The reason? They aren’t ready for my services.
For a resume to be effective, it must unequivocally position a candidate for the function, industry, and challenge they are hoping to take on next. But I often speak to executive job seekers who don’t have a clear idea of where they are aiming. Trying to polish and prime your resume when you haven’t clarified your objective is akin to sharpening arrows and then hoping to shoot them blindfolded and still hit the target.
I often encounter executives who think they’ll be more effective in their search if they don’t rule out any opportunities. With one single arrow, they are hoping to hit a dozen targets. When I sense doubts as to where a prospective client could best leverage their strengths and what role would make them most happy—or if it is evident that they are aiming in too many directions at once—I always recommend that they first do some soul searching—preferably with the help of a qualified career coach who can guide them in asking themselves the right questions.
Partnering with a career coach can help job seekers gain clarity by addressing the following questions:
- “What do I really want to do?”
- “What are my values and priorities and which opportunities fit with them?”
- “What types of organizations and industries are a good match for me?”
- “What are the business pain points that I can and want to alleviate?”
Answering these questions is critical before attempting to spend endless hours revamping your resume, or prior to investing in career writing services.
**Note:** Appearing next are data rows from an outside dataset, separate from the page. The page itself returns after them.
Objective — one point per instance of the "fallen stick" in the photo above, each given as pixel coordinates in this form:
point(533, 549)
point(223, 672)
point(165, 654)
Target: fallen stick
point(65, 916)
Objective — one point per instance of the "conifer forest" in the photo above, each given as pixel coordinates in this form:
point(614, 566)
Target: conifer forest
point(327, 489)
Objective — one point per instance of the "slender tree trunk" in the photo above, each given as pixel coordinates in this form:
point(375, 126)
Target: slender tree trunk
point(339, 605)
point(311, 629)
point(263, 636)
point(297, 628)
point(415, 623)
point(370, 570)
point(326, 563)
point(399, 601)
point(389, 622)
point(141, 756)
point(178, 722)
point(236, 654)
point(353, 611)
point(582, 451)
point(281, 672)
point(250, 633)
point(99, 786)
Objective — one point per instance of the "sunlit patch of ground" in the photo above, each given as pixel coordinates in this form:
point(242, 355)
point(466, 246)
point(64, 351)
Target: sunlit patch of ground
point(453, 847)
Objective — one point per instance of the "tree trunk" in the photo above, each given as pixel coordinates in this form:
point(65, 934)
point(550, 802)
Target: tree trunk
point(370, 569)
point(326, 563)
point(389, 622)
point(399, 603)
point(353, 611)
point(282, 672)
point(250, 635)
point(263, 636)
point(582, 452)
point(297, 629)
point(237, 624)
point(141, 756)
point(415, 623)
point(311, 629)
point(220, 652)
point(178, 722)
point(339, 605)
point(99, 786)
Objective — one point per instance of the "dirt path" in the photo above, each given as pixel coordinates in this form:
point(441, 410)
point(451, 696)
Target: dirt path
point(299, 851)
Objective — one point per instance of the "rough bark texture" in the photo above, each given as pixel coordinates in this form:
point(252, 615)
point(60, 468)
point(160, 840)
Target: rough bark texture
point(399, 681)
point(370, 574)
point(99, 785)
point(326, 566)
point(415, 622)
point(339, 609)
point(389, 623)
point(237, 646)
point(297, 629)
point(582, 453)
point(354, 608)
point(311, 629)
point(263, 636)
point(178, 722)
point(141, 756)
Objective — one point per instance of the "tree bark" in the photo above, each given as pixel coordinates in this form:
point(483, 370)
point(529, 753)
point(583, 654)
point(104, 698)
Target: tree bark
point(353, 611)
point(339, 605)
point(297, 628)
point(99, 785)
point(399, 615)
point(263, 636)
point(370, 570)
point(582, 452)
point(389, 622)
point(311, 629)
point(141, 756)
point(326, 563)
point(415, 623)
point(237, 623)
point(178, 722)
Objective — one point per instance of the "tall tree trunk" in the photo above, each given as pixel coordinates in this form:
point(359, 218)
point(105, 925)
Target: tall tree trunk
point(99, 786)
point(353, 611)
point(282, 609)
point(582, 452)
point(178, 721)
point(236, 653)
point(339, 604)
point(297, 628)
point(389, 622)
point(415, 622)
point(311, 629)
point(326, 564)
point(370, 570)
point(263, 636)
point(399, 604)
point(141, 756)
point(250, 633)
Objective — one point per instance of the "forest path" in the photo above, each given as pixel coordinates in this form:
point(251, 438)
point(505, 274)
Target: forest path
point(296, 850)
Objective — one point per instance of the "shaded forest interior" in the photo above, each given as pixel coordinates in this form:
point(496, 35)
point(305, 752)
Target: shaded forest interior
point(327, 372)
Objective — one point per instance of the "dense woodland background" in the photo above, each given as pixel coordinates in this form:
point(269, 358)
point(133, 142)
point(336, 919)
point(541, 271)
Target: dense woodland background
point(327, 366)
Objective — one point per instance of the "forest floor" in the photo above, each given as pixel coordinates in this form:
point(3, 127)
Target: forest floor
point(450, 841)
It can take some courage to narrow down your focus, and rule out opportunities. But, chances are, many of those opportunities would leave you wanting more anyway.
If your job search is stalled, ask yourself if your target is in clear focus. If it is not, that is the first hurdle to jump over. Next you will want to understand your personal brand so that you can later build it both online and offline. A career coach can look at your personal brand in an unbiased way and help you uncover your strengths to emphasize those that are aligned with your goal.
Once that is done, NOW it is time to ask yourself if your resume and other career documents effectively communicate a powerful message that will enable you to hit that career target. But with laser focus on what you want and a sense of which of your strengths are most important for your ideal role, it becomes much easier to filter through the achievements gained over decades of experience and know just what you should emphasize. It will also help you reweight your skills and include the right keywords on your resume in order to appeal to those specific opportunities.
If you keep telling yourself: “I need to get my resume up to date,” first ask yourself if you are truly ready to do so effectively. Once you have a clear career objective and confidence in knowing which of your many skills align with that goal, you’ll be equipped with the information needed to develop powerful career literature.